Source code for VectorPreProcessing.NetCDFWriter

"""

Overview
========

The ``NetCDFWriter`` class is designed to generate model-ready NetCDF files (e.g., MESH_parameters.nc) containing 
soil and other geophysical subbasin data integrated from a vector shapefile and a NetCDF drainage database. 
This class is typically used in workflows that prepare input parameters for land surface models like MESH.

It supports flexible handling of both **layer-dependent** (e.g., soil properties per depth layer) and 
**layer-independent** (e.g., slope, contributing area) variables. The output conforms to CF conventions 
and includes appropriate coordinate reference metadata for spatial consistency.

Function Descriptions
=====================

.. py:class:: NetCDFWriter(nc_filename, shapefile_path, input_ddb_path)

   Initializes the NetCDF writer with paths to the output file, input shapefile, and NetCDF drainage database.

   :param nc_filename: Path to the NetCDF output file to be created.
   :type nc_filename: str
   :param shapefile_path: Path to the input shapefile containing the attributes.
   :type shapefile_path: str
   :param input_ddb_path: Path to the NetCDF drainage database used to extract coordinates.
   :type input_ddb_path: str

.. py:method:: read_shapefile()

   Reads the input shapefile and converts it into a GeoDataFrame. The file is automatically reprojected to EPSG:4326 (WGS 84).

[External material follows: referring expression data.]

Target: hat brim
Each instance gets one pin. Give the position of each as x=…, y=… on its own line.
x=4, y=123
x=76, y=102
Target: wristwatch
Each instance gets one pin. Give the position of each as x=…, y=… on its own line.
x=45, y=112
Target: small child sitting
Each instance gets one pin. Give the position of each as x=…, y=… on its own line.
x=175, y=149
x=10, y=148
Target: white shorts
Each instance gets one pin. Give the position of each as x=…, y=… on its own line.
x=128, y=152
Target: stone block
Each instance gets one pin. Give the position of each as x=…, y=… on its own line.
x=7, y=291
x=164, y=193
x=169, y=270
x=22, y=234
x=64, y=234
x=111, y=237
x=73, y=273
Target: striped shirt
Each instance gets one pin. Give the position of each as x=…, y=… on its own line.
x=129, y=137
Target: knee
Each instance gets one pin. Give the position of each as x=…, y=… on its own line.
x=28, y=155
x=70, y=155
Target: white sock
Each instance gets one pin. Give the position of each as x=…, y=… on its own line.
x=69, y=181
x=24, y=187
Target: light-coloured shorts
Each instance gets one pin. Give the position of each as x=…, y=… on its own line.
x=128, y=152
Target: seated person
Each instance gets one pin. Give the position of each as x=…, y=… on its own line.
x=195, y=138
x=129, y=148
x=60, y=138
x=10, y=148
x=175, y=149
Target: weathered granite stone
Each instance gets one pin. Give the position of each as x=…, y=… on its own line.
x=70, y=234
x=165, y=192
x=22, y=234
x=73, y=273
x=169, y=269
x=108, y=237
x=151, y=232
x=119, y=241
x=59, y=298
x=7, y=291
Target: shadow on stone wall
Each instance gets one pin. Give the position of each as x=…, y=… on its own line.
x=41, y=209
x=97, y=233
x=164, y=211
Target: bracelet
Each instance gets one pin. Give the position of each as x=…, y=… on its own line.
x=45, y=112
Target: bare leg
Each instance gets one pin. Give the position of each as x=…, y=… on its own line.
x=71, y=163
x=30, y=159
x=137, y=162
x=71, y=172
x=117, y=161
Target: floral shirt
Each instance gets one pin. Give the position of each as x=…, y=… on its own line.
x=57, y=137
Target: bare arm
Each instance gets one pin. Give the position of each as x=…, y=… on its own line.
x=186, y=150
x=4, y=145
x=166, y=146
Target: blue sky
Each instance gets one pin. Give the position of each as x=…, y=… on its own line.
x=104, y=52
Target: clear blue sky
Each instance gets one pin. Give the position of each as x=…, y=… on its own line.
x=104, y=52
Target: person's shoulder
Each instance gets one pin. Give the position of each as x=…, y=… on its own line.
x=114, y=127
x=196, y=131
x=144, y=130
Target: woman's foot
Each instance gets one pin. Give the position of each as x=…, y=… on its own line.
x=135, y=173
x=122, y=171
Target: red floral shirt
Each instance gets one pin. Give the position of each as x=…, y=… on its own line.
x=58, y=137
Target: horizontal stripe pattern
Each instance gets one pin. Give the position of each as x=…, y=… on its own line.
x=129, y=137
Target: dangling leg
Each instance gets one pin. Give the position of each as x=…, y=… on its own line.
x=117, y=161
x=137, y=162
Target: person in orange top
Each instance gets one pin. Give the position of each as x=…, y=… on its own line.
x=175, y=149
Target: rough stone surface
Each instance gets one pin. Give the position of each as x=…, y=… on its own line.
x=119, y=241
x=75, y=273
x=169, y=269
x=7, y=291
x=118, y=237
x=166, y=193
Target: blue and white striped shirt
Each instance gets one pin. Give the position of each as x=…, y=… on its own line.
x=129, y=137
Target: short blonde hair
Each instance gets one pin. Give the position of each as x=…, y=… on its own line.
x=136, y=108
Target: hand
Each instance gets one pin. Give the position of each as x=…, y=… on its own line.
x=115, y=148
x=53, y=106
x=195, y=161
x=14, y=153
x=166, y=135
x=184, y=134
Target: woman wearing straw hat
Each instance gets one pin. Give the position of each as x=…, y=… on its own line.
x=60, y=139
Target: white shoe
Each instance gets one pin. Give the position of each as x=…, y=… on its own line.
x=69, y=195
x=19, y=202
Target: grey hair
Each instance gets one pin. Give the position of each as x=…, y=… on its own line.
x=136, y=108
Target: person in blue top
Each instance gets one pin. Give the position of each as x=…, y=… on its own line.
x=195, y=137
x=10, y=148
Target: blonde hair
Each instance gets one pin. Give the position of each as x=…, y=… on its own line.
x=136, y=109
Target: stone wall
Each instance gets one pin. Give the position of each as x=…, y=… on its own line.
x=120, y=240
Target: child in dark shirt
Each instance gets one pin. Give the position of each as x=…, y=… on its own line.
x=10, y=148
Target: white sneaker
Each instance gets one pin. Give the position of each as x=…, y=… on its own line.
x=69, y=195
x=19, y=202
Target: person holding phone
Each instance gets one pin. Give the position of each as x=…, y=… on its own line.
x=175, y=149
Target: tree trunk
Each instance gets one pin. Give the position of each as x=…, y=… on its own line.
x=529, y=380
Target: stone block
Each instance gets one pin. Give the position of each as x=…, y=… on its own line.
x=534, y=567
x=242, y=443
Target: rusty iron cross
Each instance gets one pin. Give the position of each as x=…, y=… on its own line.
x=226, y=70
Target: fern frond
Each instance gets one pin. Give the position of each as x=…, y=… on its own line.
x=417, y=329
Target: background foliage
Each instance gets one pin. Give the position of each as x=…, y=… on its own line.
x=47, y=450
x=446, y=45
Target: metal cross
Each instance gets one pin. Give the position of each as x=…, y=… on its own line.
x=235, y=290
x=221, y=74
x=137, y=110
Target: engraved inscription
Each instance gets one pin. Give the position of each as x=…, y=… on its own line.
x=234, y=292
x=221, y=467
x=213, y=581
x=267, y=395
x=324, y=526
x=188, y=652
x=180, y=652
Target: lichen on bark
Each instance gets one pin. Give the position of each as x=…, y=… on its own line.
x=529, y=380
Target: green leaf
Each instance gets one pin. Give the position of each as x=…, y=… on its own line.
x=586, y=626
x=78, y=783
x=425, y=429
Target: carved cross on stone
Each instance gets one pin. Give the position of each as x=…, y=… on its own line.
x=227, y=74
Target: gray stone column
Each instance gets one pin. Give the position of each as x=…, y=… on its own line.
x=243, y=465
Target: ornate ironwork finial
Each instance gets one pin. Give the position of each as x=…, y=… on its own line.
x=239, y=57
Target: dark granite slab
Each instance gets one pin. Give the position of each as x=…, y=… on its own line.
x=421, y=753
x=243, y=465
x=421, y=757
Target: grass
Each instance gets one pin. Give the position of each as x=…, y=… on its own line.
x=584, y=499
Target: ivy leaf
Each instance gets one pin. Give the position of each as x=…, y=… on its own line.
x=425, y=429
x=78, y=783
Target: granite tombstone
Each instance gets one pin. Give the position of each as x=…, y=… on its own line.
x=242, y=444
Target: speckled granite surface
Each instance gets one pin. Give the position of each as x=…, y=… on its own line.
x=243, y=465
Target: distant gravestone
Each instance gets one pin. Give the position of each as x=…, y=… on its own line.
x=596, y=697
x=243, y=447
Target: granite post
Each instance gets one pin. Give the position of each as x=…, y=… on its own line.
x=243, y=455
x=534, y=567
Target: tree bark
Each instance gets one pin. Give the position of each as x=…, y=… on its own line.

.. py:method:: set_coordinates()

   Extracts `lon`, `lat`, and `subbasin` values from the NetCDF drainage database file. These values serve as the spatial base for NetCDF output.

.. py:method:: set_num_soil_layers(num_layers)

   Sets the number of vertical soil layers that will be written into the NetCDF file.

   :param num_layers: The number of soil layers (e.g., 4 for a 4-layer soil profile).
   :type num_layers: int

.. py:method:: add_var_attrs(var, attrs)

   Adds metadata attributes to a NetCDF variable, such as units, standard name, and axis designation.

   :param var: The NetCDF variable to modify.
   :type var: netCDF4.Variable
   :param attrs: Dictionary of attributes to apply.
   :type attrs: dict

.. py:method:: write_netcdf(properties, variable_info)

   Writes the actual NetCDF file using the specified properties and metadata.

   :param properties: Dictionary specifying which variables are layer-dependent vs. layer-independent.
   :type properties: dict
   :param variable_info: Dictionary mapping each variable to a tuple of (NetCDF name, data type, unit).
   :type variable_info: dict

Example Usage
=============

.. code-block:: python

    from VectorPreProcessing.NetCDFWriter import NetCDFWriter

    # Paths for NetCDFWriter
    nc_filename = 'MESH_parameters3.nc'
    output_shapefile = 'merged_soil_data_shapefile4.shp'
    input_ddb = '/scratch/fuaday/sras-agg-model/MESH-sras-agg/MESH_drainage_database.nc'
    mesh_intervals = [(0, 0.1), (0.1, 0.35), (0.35, 1.2), (1.2, 4.1)]

    # Initialize NetCDFWriter with the necessary paths
    nc_writer = NetCDFWriter(
        nc_filename=nc_filename,
        shapefile_path=output_shapefile,
        input_ddb_path=input_ddb
    )

    # Step 1: Read the attribute shapefile and extract spatial coordinates from the drainage database
    nc_writer.read_shapefile()
    nc_writer.set_coordinates()

    # Step 2: Specify the number of vertical soil layers to include in the output
    nc_writer.set_num_soil_layers(num_layers=len(mesh_intervals))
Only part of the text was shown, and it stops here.